Bring Your Own LLM (BYOM)

Enterprise Add-on. Contact sales to enable BYOM for your account.

Overview

Bring Your Own LLM (BYOM) lets you use your own accounts with model providers such as OpenAI, Anthropic, and Google when using Zep Cloud. You keep using Zep’s orchestration, context, and security controls while routing inference through credentials you manage. This approach ensures:

  • Contract continuity: Apply your negotiated pricing, quotas, and compliance commitments with each LLM vendor.
  • Data governance: Enforce provider-specific policies for data usage, retention, and residency.
  • Operational flexibility: Configure the best vendor or model for each project, including fallbacks for high availability.

Model recommendations

Zep intentionally sets thinking and reasoning budgets off or low to minimize cost and latency. We recommend using smaller, faster models optimized for speed rather than extended reasoning.

Recommended model: Gemini 2.5 Flash Lite is the most well-tested model with Zep.

Not all larger models support disabling reasoning entirely. If you configure a model that requires reasoning tokens, you may experience higher costs and latency. Smaller models avoid this issue.

Supported providers

Zep only uses text generation endpoints—no embeddings, fine-tuning, file uploads, or assistants. LLM providers are configured at the account level, meaning the same credentials are used for all projects within your account.

ProviderCredentialsRequired permissionsAdditional configuration
OpenAIAPI keyChat completions, ResponsesOrganization ID (optional)
Azure OpenAIAPI keyNone (key provides access)Endpoint URL, API version (optional)
Google GeminiAPI keyNone (full access by default)
Google Vertex AIService account JSONVertex AI User (roles/aiplatform.user)GCP project, location (optional)
AnthropicAPI keyNone (full access by default)
AWS Bedrock (Anthropic)IAM role ARNBedrock model access (cross-account AssumeRole)AWS region, external ID (optional)

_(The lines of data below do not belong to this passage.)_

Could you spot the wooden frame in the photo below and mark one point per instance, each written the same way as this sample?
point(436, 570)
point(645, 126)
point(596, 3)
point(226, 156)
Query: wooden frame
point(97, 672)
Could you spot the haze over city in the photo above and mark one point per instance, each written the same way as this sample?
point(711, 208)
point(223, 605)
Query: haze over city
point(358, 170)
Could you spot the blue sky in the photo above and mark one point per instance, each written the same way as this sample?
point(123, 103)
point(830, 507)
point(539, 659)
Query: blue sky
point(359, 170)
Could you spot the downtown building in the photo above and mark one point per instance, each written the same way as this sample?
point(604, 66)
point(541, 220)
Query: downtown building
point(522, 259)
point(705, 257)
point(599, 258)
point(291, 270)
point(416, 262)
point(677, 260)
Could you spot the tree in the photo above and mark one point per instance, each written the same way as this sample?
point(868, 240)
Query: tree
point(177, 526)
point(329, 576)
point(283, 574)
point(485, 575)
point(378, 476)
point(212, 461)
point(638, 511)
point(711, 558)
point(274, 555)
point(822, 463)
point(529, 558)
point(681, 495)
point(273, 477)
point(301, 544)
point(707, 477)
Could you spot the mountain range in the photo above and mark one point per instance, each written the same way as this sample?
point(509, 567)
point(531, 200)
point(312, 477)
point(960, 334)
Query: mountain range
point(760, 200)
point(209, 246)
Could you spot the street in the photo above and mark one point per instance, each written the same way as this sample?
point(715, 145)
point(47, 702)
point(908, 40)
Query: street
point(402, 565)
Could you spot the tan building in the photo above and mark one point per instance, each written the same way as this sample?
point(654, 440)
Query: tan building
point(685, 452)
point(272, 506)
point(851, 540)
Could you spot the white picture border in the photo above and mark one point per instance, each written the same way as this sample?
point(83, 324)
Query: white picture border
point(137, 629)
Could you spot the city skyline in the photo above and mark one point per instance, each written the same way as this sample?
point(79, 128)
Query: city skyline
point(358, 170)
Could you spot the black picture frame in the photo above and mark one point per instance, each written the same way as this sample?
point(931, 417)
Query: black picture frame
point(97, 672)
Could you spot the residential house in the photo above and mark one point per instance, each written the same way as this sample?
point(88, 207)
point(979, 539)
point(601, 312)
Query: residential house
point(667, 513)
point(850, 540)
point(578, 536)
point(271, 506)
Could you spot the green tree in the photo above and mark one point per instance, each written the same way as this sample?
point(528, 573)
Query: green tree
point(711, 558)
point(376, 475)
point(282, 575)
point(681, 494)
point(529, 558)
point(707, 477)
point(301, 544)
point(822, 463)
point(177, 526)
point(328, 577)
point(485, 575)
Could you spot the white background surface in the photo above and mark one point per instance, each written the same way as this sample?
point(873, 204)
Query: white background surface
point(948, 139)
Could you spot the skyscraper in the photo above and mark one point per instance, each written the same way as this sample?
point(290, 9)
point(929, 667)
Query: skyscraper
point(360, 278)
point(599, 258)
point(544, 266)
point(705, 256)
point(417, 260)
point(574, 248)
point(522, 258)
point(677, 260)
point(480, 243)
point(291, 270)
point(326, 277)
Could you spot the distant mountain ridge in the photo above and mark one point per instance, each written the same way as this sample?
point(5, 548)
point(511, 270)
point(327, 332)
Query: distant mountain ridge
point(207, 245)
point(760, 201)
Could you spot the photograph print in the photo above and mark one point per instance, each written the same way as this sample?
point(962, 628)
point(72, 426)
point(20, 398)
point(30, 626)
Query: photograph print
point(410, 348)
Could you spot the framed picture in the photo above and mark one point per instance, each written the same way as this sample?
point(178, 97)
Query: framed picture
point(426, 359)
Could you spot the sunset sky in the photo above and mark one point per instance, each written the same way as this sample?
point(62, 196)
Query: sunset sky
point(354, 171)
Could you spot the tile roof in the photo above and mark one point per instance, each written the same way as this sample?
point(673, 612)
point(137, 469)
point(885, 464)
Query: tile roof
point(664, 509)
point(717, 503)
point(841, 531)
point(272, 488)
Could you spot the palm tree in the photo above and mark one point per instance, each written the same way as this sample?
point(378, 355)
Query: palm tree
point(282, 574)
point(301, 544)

Google Vertex AI recommended for production: We recommend using Google Vertex AI over Google Gemini (AI Studio) for production workloads. Vertex AI offers better control over rate limits, allows you to increase quotas, and supports purchasing provisioned throughput if needed.

Getting started

2

Add a provider

Select a provider type from the dropdown and enter your credentials. For providers requiring JSON credentials (Vertex AI, Bedrock), paste the full JSON object.

3

Configure provider settings

Enter any provider-specific settings such as endpoint URLs, project IDs, or regions.

4

Select a model

Choose a model from the list of verified models for your provider. Mark it as primary or fallback.

5

Set rate limits

Configure TPM Capacity and TPM Refill/s to control token usage. Optionally add Labels for cost allocation.

6

Save and verify

Click Save & Verify to validate your credentials. Zep makes a test API call to confirm authentication.

Configuration options

When configuring a provider, you can set the following options:

OptionDescriptionDefault
TPM CapacityMaximum tokens per minute allowed. This is your rate limit bucket size.90,000
TPM Refill/sTokens added to your rate limit bucket per second. Controls replenishment rate.1,500
LabelsKey-value tags passed to the LLM provider for cost allocation and tracking.
PrimaryDesignate this provider/model as the default for inference requests.
FallbackUse this provider/model when the primary is unavailable or rate limited.

FAQ

Does Zep store our provider keys in its databases? No. Credentials are stored in an encrypted secrets manager (AWS SSM Parameter Store). Values are decrypted in memory only when needed and are never written to Zep databases or logs.

Can we use different vendors or models per project? Yes. Each project maintains its own provider configuration, including defaults and fallbacks. This is useful for isolating production from staging or testing providers side by side.

Can we prevent vendors from training on our data? Yes. Use the vendor endpoints and contractual controls that disable data retention or training. Zep routes requests accordingly and sets the necessary flags in each call.

How is usage billed? You receive invoices from Zep for Zep services only. LLM inference charges come directly from your vendors under your existing contract and pricing.

What happens if a key is compromised or needs rotation? Add a new credential in the dashboard and verify it. Then disable or delete the previous credential. Requests start using the new credential immediately with no downtime required.

How does BYOM affect observability? Requests are tagged by project and provider, so you can attribute usage and costs. Rate limits are applied per provider to protect budgets and enforce quotas.

Can we use a customer-managed KMS key? Contact support if you require customer-controlled encryption for credential storage.